O feminismo é burguês:

Não precisamos nem apelar para a vergonhosa obviedade de que enquanto crianças abastadas sujam as paredes de sua universidade serão mulheres proletárias que limparão essas porcarias. Só isso já seria o bastante para apontar que havendo luta de classes o feminismo está, em essência, categoricamente do lado da burguesia.

A questão é mais basilar. O feminismo nasce enquanto reação burguesa a um vício burguês. O vício da sociedade vitoriana ocidental oitocentista, que vê o homem (ocidental, burguês, etc.) como o tipo padrão de ser humano e a mulher como um homem defeituoso.

O feminismo, de modo geral, não rejeita essa noção. Ele não afirma a diferença essencial e absoluta entre os sexos, afirmando parâmetros e critérios próprios para avaliar a essência do feminino como plataforma de combate contra o Estado burguês.

Ao contrário, o feminismo aceita a posição burguesa vitoriana original de que o homem é o humano padrão e reivindica tudo aquilo que está associado a esse homem enquanto “direito” pautado em uma igualdade fictícia.

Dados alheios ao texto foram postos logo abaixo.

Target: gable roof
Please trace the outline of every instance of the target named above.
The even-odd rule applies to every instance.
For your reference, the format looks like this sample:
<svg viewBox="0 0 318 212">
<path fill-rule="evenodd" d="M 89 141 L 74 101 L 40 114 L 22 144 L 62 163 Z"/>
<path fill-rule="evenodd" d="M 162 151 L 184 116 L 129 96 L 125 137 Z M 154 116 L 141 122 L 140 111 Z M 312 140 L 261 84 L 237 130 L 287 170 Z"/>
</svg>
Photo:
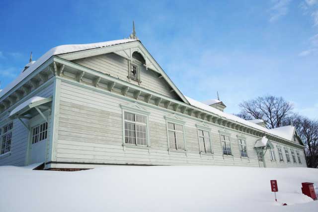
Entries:
<svg viewBox="0 0 318 212">
<path fill-rule="evenodd" d="M 253 119 L 251 120 L 247 120 L 247 121 L 248 121 L 249 122 L 251 122 L 254 124 L 262 123 L 265 121 L 262 119 Z"/>
<path fill-rule="evenodd" d="M 246 125 L 248 127 L 256 129 L 263 132 L 265 132 L 269 134 L 271 134 L 272 135 L 277 136 L 289 141 L 293 141 L 293 136 L 294 135 L 293 134 L 295 131 L 294 127 L 286 126 L 282 127 L 281 128 L 269 130 L 256 124 L 253 123 L 249 121 L 245 120 L 245 119 L 241 119 L 238 116 L 235 116 L 234 115 L 222 112 L 216 108 L 210 107 L 209 105 L 207 105 L 206 104 L 204 104 L 202 102 L 192 99 L 187 96 L 186 96 L 185 97 L 187 98 L 187 99 L 188 99 L 188 101 L 189 101 L 190 104 L 193 106 L 218 115 L 224 118 L 225 118 L 226 119 L 229 119 L 231 121 L 238 122 L 239 123 Z"/>
<path fill-rule="evenodd" d="M 52 56 L 80 51 L 106 47 L 136 41 L 137 41 L 137 40 L 122 39 L 88 44 L 64 45 L 53 48 L 41 56 L 35 63 L 31 64 L 31 66 L 26 70 L 20 73 L 15 79 L 0 91 L 0 98 L 13 88 L 15 85 L 17 85 L 20 82 L 30 75 Z"/>
<path fill-rule="evenodd" d="M 177 95 L 180 97 L 180 98 L 184 102 L 187 104 L 189 104 L 189 102 L 185 96 L 182 94 L 181 91 L 175 86 L 174 83 L 169 78 L 167 75 L 165 73 L 164 71 L 161 68 L 159 64 L 156 61 L 154 58 L 149 53 L 148 50 L 143 45 L 141 42 L 139 40 L 131 39 L 125 39 L 122 40 L 116 40 L 114 41 L 106 41 L 100 43 L 95 43 L 87 44 L 72 44 L 72 45 L 64 45 L 62 46 L 58 46 L 56 47 L 51 49 L 49 51 L 47 52 L 45 54 L 42 55 L 39 59 L 38 59 L 35 63 L 31 64 L 30 67 L 27 70 L 21 73 L 17 77 L 13 80 L 11 83 L 5 87 L 2 91 L 0 91 L 0 98 L 5 94 L 8 91 L 10 91 L 14 86 L 17 85 L 20 82 L 25 78 L 27 76 L 30 75 L 34 71 L 35 71 L 38 68 L 39 68 L 41 65 L 44 64 L 46 61 L 54 56 L 57 56 L 62 58 L 64 58 L 65 57 L 69 56 L 73 54 L 77 54 L 80 52 L 84 52 L 85 51 L 88 51 L 90 50 L 97 50 L 97 49 L 100 50 L 105 47 L 110 47 L 112 46 L 115 46 L 119 44 L 127 44 L 128 43 L 136 42 L 140 45 L 140 47 L 145 50 L 145 51 L 147 53 L 147 58 L 146 60 L 149 61 L 149 58 L 150 58 L 150 66 L 148 66 L 147 68 L 150 68 L 152 70 L 154 70 L 157 72 L 159 72 L 161 74 L 167 82 L 168 84 L 171 86 L 172 89 L 175 92 Z M 125 48 L 124 47 L 121 47 L 121 50 L 124 50 Z M 101 52 L 98 52 L 100 53 Z M 91 52 L 90 52 L 91 53 Z M 116 52 L 117 54 L 119 53 L 119 51 Z M 98 54 L 98 53 L 97 53 Z M 159 70 L 158 71 L 158 69 Z"/>
<path fill-rule="evenodd" d="M 219 99 L 208 99 L 207 100 L 203 101 L 202 102 L 203 103 L 208 105 L 214 105 L 214 104 L 220 102 L 221 102 L 221 101 Z"/>
<path fill-rule="evenodd" d="M 293 140 L 295 128 L 291 125 L 271 129 L 269 131 L 279 135 L 280 137 L 289 141 Z"/>
</svg>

Mas homem e mulher não são iguais. Não são, nunca foram, nunca serão e nunca nem deveriam ser. Isso nem nunca deveria ser qualquer tipo de pauta, porque há diferenças incontornáveis entre os sexos e tão somente o iluminismo, fenômeno intelectual burguês, permitiu a possibilidade de pensar em termos feministas.

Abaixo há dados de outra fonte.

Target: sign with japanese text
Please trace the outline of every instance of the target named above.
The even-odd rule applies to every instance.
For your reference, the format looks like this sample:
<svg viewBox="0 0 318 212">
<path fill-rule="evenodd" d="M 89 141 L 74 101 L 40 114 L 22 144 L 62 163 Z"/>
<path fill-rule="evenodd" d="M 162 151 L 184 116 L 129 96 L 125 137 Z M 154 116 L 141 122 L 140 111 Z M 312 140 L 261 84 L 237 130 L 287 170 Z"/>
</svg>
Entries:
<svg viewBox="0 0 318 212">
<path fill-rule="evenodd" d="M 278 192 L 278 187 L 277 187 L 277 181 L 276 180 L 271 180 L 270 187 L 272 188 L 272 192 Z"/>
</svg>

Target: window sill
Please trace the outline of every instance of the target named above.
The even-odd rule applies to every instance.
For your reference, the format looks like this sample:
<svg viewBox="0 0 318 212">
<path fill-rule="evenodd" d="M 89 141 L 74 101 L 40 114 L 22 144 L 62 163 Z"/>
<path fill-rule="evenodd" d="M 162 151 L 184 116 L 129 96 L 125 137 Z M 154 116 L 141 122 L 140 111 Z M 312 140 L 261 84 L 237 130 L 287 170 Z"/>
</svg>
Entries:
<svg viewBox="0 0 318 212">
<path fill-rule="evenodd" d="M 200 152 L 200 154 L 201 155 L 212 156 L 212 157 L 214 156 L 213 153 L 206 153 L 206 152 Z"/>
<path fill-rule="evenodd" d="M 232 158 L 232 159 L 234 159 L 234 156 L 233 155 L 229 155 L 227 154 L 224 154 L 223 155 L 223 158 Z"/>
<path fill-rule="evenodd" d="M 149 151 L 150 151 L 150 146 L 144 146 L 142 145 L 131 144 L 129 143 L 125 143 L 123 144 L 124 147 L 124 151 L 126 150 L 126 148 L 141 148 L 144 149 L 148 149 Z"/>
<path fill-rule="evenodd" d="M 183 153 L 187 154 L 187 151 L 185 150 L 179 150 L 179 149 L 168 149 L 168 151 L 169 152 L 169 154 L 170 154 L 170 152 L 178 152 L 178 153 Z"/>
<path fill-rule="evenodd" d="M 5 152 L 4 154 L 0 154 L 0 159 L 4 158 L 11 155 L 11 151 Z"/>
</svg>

Tão somente uma mentalidade burguesa não acha ridículo comemorar a possibilidade de usar calças ou a reivindicação do direito de não usar sutiã, ou as outras mil infantilidades feministas que se pautam em um discurso de “se o homem pode, então a mulher tem que poder também”. Um discurso infantil e infantilizador que desumaniza a mulher ao retirar dela a sua própria dignidade enquanto ente SEPARADO do homem.

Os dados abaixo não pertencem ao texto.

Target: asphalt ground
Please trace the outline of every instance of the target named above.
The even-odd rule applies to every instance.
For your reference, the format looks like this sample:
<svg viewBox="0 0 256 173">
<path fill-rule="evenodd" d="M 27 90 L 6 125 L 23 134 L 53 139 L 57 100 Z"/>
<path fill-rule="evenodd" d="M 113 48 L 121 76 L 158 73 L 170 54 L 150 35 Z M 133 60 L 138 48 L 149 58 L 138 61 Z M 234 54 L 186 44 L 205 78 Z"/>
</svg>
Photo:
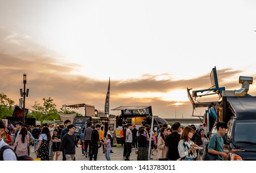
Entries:
<svg viewBox="0 0 256 173">
<path fill-rule="evenodd" d="M 131 153 L 130 154 L 130 160 L 136 161 L 137 155 L 135 154 L 136 149 L 131 149 Z M 123 148 L 121 147 L 121 145 L 117 145 L 117 146 L 113 146 L 112 148 L 113 153 L 110 153 L 110 158 L 112 161 L 124 161 L 125 158 L 123 156 Z M 150 161 L 157 161 L 157 153 L 155 150 L 154 151 L 154 155 L 151 155 L 151 157 L 152 159 Z M 30 146 L 30 156 L 32 158 L 36 158 L 36 155 L 34 151 L 33 146 Z M 55 159 L 55 158 L 54 159 Z M 89 158 L 86 158 L 86 156 L 82 153 L 82 148 L 81 147 L 76 148 L 76 161 L 89 161 Z M 102 147 L 99 148 L 97 161 L 106 161 L 105 158 L 105 154 L 103 153 L 103 149 Z M 62 161 L 62 153 L 58 157 L 58 161 Z"/>
</svg>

Tal como o ingresso em massa da mulher no mercado de trabalho foi uma vitória do capitalismo, esse fanatismo feminista de estar sempre dependendo do homem na tentativa de determinar o que a mulher é ou não é e o que ela deve ou não deve fazer é uma vitória do pensamento burguês e mantém a mulher na mesma situação de indigência espiritual e intelectual que ela tinha no período vitoriano.

Ela só não o percebe porque foi distraída com as mil “maravilhas” ilusórias do sistema capitalista a que ela agora tem direito.

Mas o feminismo está com os dias contados.